Açıklamada, infazda eşitlik ilkesinin ihlal edildiği vurgulanarak, “Ceza infazında suç değil ceza esas alınır. Devletle mahpus arasındaki ilişki ceza üzerinden sürdürülür ve hakkında hüküm verilen kişiler infaz bakımından eşitlenir” denildi.

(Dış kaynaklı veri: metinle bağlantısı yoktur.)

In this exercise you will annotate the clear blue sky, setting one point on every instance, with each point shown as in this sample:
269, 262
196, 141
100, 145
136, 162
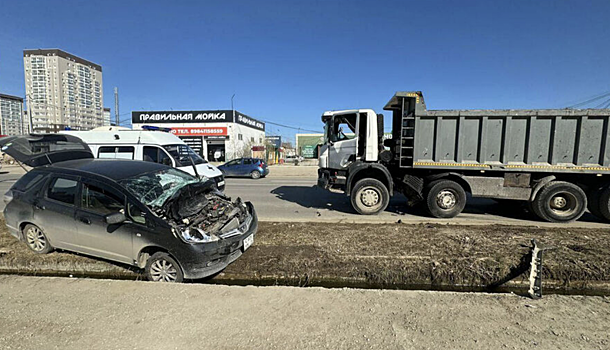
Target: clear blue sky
288, 61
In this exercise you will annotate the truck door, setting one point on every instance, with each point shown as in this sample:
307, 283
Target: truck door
343, 141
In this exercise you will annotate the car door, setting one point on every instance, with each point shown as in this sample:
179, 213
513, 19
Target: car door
54, 210
94, 235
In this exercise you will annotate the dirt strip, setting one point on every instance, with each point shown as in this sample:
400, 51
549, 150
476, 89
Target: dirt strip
423, 256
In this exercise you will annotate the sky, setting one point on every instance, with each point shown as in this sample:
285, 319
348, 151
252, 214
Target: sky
289, 61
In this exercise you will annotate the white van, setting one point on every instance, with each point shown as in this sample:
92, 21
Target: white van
151, 146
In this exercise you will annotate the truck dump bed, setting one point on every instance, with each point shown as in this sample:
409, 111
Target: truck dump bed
542, 140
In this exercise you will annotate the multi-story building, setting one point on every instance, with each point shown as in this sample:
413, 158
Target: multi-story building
11, 113
62, 90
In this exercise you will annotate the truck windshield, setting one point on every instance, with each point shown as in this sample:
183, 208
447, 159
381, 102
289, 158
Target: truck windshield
343, 127
183, 154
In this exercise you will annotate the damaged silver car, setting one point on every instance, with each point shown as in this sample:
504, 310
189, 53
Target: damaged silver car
153, 216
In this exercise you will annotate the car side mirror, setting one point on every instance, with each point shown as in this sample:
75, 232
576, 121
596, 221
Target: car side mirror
115, 218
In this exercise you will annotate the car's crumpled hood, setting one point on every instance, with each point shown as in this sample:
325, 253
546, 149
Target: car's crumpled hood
200, 205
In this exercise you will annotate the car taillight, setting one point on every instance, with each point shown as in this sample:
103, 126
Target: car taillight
8, 196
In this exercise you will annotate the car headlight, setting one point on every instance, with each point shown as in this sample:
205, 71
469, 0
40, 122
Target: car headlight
195, 235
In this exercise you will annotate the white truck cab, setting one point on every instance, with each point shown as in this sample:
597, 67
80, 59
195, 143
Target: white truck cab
151, 146
349, 135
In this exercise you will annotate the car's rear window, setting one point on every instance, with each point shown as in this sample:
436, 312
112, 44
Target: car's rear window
28, 180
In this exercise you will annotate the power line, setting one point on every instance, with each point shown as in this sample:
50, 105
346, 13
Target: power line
290, 127
603, 103
606, 94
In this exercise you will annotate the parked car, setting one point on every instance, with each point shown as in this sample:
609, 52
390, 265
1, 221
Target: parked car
150, 146
252, 167
153, 216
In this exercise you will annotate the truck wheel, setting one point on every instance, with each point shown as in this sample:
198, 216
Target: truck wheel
603, 203
560, 201
370, 196
445, 199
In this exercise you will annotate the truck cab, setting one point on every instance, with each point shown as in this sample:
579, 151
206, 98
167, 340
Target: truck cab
349, 136
350, 153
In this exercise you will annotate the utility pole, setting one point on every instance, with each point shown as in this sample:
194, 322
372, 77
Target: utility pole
116, 105
233, 109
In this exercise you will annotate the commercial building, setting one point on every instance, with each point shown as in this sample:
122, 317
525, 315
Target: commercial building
11, 115
307, 145
62, 90
217, 135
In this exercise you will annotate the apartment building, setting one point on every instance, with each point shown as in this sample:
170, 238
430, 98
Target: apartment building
106, 117
62, 90
11, 112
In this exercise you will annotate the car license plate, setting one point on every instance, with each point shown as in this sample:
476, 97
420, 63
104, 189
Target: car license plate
248, 242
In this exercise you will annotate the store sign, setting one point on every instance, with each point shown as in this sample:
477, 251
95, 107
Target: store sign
308, 151
276, 141
188, 131
245, 120
222, 116
213, 138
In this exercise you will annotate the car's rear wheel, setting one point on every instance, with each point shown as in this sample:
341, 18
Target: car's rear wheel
560, 201
36, 239
161, 267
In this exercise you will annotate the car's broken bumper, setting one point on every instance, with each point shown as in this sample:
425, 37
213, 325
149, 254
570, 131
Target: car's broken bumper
203, 260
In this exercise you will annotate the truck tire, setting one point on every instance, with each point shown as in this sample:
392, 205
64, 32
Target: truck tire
445, 198
560, 201
370, 197
603, 203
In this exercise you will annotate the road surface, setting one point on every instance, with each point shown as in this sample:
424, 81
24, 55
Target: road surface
296, 198
292, 198
103, 314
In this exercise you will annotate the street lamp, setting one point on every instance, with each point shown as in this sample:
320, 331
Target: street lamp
233, 109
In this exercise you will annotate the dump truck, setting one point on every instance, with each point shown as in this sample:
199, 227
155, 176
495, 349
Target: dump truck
557, 161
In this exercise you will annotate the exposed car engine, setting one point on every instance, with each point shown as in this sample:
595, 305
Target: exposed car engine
199, 209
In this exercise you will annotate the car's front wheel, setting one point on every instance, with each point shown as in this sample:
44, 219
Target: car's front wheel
36, 239
161, 267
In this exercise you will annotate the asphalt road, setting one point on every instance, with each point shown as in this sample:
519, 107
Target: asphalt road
296, 198
292, 198
63, 313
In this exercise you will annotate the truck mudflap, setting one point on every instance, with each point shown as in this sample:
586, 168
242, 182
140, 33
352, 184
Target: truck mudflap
323, 179
412, 187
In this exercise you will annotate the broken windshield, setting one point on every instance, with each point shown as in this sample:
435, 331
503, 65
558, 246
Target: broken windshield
154, 188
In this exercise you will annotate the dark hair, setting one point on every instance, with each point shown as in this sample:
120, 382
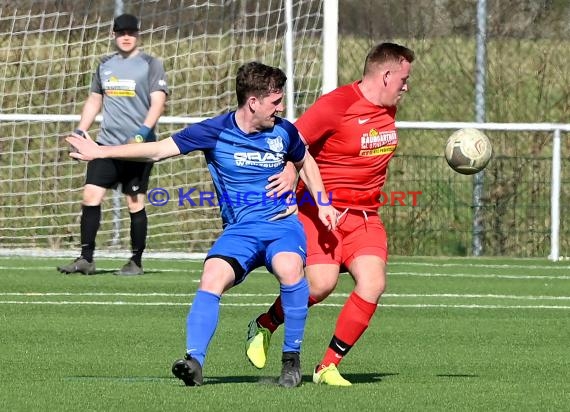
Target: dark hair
257, 79
385, 53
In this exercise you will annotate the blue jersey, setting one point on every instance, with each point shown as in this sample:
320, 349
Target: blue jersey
240, 163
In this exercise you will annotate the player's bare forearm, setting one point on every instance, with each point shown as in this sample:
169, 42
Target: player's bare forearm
310, 174
87, 150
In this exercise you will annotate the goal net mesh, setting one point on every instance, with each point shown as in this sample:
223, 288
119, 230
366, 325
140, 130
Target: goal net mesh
48, 53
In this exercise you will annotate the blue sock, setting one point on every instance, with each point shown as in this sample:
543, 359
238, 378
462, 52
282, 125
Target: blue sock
201, 324
294, 300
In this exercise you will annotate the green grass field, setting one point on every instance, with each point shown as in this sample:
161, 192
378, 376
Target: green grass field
450, 334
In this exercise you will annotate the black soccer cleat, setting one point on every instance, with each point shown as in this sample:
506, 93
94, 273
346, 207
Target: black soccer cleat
189, 371
291, 370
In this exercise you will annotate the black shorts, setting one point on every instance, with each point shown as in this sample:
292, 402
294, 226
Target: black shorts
108, 173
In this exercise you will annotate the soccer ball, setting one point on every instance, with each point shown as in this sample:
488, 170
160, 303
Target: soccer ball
468, 151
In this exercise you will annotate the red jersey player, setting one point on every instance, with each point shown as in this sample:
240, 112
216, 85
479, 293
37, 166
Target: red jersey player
351, 133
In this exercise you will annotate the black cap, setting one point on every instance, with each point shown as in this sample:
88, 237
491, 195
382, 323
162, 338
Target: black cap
126, 22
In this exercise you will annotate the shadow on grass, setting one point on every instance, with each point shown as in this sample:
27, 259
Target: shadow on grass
355, 378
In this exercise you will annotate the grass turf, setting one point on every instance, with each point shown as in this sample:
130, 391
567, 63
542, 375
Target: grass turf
450, 334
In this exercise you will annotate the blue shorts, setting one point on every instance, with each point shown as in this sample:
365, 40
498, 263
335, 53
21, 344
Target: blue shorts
254, 244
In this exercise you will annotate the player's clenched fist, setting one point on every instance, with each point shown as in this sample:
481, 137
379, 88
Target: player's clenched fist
83, 147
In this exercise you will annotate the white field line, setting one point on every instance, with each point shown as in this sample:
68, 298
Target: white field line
565, 267
273, 295
417, 306
521, 276
266, 304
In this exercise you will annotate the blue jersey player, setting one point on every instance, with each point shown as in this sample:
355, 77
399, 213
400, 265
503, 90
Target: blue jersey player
244, 149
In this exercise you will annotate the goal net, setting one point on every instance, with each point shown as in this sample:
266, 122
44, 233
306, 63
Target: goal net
48, 52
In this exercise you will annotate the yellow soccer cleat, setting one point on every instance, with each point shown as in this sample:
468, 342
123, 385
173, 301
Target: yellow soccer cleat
329, 375
257, 344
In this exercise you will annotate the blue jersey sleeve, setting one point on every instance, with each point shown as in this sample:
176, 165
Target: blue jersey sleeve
296, 150
200, 136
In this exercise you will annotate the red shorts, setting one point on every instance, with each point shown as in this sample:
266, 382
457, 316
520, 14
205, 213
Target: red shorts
357, 233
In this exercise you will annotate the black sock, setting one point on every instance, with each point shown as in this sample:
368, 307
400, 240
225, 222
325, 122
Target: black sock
139, 225
90, 220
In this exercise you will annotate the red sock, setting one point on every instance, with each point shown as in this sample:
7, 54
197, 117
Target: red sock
274, 316
352, 321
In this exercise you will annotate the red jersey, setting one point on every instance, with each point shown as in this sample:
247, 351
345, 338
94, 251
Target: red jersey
352, 141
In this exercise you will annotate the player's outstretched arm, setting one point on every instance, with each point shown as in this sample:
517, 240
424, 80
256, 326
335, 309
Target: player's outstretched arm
314, 182
87, 149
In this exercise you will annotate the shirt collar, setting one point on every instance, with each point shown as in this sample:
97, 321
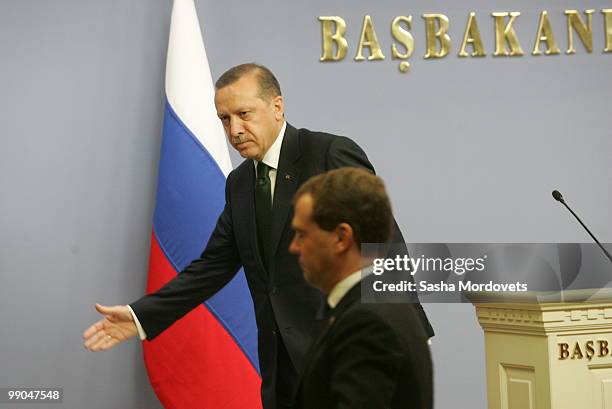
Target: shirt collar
272, 156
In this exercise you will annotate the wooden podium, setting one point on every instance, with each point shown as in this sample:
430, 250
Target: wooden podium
548, 350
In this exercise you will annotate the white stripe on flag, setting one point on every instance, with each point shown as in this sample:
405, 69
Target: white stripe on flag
189, 85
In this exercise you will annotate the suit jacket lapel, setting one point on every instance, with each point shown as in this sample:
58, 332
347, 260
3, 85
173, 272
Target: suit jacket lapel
248, 179
286, 184
350, 298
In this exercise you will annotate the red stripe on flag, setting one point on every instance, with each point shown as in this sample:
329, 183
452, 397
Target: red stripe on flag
195, 363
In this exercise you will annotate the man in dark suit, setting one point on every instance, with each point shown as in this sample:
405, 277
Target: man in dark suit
254, 230
372, 356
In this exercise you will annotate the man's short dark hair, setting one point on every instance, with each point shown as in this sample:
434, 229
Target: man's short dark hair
354, 196
268, 84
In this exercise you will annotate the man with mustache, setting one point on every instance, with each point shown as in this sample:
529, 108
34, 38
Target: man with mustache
253, 231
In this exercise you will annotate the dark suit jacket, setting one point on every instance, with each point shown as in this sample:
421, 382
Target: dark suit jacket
368, 356
285, 306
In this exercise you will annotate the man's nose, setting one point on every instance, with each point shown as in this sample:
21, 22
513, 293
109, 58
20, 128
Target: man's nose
236, 127
293, 247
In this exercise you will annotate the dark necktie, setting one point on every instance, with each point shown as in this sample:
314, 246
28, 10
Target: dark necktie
263, 208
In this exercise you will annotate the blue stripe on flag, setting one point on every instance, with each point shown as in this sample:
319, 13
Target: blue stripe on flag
190, 197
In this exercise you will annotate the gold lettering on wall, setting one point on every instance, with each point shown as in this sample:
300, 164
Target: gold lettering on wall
585, 31
603, 348
369, 39
608, 24
472, 37
588, 350
434, 36
333, 30
404, 37
505, 35
545, 34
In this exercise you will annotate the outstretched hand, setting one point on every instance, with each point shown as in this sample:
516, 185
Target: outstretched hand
116, 326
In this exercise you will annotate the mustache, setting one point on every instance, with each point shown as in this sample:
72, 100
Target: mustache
235, 140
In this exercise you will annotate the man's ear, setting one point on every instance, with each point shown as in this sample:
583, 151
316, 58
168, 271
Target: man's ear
345, 237
278, 105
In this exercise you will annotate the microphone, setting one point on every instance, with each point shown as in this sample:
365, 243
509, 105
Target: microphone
559, 198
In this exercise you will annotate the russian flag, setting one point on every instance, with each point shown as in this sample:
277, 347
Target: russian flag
208, 359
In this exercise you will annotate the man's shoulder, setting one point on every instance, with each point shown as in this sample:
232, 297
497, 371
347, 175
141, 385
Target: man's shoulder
310, 138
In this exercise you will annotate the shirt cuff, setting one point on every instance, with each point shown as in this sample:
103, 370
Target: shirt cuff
141, 334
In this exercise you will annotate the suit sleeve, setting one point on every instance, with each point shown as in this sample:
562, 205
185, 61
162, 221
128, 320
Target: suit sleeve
201, 279
366, 367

Ancak, mevcut düzenlemelerin bu ilkeye aykırı olduğu belirtilerek, “Muhalif tutumlarından dolayı hapsedilmiş kişiler olarak tanımlanan politik mahpuslar, aynı cezayı almış diğer mahpuslardan daha uzun süre özgürlüğünden mahrum bırakılmakta, tecrit gibi daha ağır infaz koşullarına tabi tutulmaktadırlar” ifadeleri kullanıldı.
İHD’nin açıklamasında, hasta, yaşlı ve engelli mahpusların yaşam hakkının ihlal edildiğine de dikkat çekildi: “Yaşlı, engelli, hasta politik mahpuslar dört duvar arasında ölüme terk edilmektedirler.” Ayrıca, son yıllarda açılan S ve Y tipi hapishanelerin ağır tecrit mekânları olarak dizayn edildiği belirtilerek, tecritin bir işkence yöntemi olarak kullanıldığına vurgu yapıldı.
İnfaz sürecinde yetkili kurulların politik tutsaklar aleyhine kararlar verdiği ifade edilen açıklamada, “2021 yılı Ocak ayından itibaren faaliyete başlayan İdare ve Gözlem Kurulları, iyi hal değerlendirme raporları ile belirleyici olmakta, bu yetkisini politik mahpuslar aleyhine kullandığı görülmektedir” denildi. Bu çerçevede, cezasını tamamlamış tutsakların tahliyelerinin engellendiği, denetimli serbestlik gibi uygulamalardan politik mahpusların yararlandırılmadığı belirtildi.
İHD, politik tutsakların ağırlaştırılmış müebbet hapis cezalarında dahi “umut hakkı”nın ihlal edildiğini belirterek, “Ölene kadar, ağır hak yoksunlukları altında ve ağır tecrit koşullarında hapiste tutularak, idam cezasına eş bir pratik sürdürülmektedir” ifadelerine yer verdi.
Son olarak, uluslararası insan hakları belgelerinde tanımlanan ilkeler çerçevesinde infaz rejiminde ayrımcı uygulamalara son verilmesi çağrısında bulunularak, tüm yetkililer göreve davet edildi.